The Fiscal Oversight Board also has approved both a 10-year fiscal plan and a 2018 budget that impose significant austerity measures on an already weakened Puerto Rican economy. It is likely that implementing these measures will be further contract Puerto Rico’s economy leading to a vicious cycle of economic contraction. Unemployment and poverty will increase; more people will leave; the tax base will shrink; and there will be calls for more cuts in government services. That, in turn, will lead to an even lower quality of life and living standards and result in yet more “push” migration to the mainland. 

What Puerto Rico needs is a strong economic stimulus, not the austerity program imposed by the Fiscal Oversight Board.

In short, Puerto Rico is paralyzed. The board ordered the island’s government to implement large spending cuts and tax increases without providing access to any short-term financing. Puerto Rico, due to its political status, cannot devalue its currency to boost exports nor seek financing from multilateral institutions.

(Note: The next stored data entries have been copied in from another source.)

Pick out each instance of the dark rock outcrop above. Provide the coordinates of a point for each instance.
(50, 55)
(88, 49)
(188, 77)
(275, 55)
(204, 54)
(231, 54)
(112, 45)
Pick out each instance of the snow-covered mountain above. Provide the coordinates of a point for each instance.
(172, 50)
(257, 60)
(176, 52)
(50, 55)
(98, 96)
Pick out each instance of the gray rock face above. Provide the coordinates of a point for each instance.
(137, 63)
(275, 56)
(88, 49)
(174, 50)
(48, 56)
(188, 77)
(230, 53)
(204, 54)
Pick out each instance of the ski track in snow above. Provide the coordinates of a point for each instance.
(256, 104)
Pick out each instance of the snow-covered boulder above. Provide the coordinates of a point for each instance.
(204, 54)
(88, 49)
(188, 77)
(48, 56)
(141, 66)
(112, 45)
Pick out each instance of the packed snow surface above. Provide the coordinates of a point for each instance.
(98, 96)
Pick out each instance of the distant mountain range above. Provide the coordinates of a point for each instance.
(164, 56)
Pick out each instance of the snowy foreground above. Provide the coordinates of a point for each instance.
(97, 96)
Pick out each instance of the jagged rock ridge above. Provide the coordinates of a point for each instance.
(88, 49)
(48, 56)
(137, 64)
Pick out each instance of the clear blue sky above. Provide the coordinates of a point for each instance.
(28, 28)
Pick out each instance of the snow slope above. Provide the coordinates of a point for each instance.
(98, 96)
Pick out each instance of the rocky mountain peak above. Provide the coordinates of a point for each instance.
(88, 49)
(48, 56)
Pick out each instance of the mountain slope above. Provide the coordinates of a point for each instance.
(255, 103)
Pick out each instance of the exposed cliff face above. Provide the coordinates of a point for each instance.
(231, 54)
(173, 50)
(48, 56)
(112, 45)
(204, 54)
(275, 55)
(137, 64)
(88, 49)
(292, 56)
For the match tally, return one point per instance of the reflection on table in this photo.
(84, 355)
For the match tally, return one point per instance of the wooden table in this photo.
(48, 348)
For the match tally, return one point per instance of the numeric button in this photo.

The U.S. Congress can step up and implement a comprehensive short-term economic recovery program for Puerto Rico to remedy this absurd situation. This program could include treating Puerto Rico fairly and equitably in any tax reform and infrastructure proposals made by the Trump administration; increasing Federal procurement spending; augmenting the SBA’s presence and activity in Puerto Rico; providing Department of Energy technical assistance to the Puerto Rico Electric Power Authority (“PREPA”); promoting the effective use of Workforce Development Programs; and granting a partial exemption from the Jones Act.

In addition to short-term growth Congress could address Puerto Rico’s untenable health care situation. The cost of the Puerto Rico Government Health Plan is one of the principal drivers of Puerto Rico’s budget deficit. Yet, federal funding for Medicaid in Puerto Rico is arbitrarily capped. Furthermore, while Puerto Rican workers and employers pay the same payroll taxes as workers and employers in the mainland, federal law unfairly rations Medicare reimbursements to Puerto Rican medical service providers.

Moreover, the island faces the potential adverse consequences of the repeal and replacement of the Affordable Care Act, as well as other proposed changes to the funding for the CHIP, Medicaid and Medicare programs. Over half a million beneficiaries could lose their access to Puerto Rico’s public health insurance program. Providing Puerto Rico equal treatment in these Federal programs would grant the Commonwealth much-needed fiscal space and address a long-standing injustice inflicted on Puerto Ricans.

Finally, Congress cannot continue to ignore the fact that Puerto Rico has reached the limits of its development within the multiple constraints imposed by its subordinate political status, which is both humiliating to Puerto Ricans and unworthy of the United States.

The time has come for Congress to finally assume its full share of the responsibility for Puerto Rico’s 3.4 million U.S. citizens.

Sergio M. Marxuach is the Policy Director for the Center for a New Economy.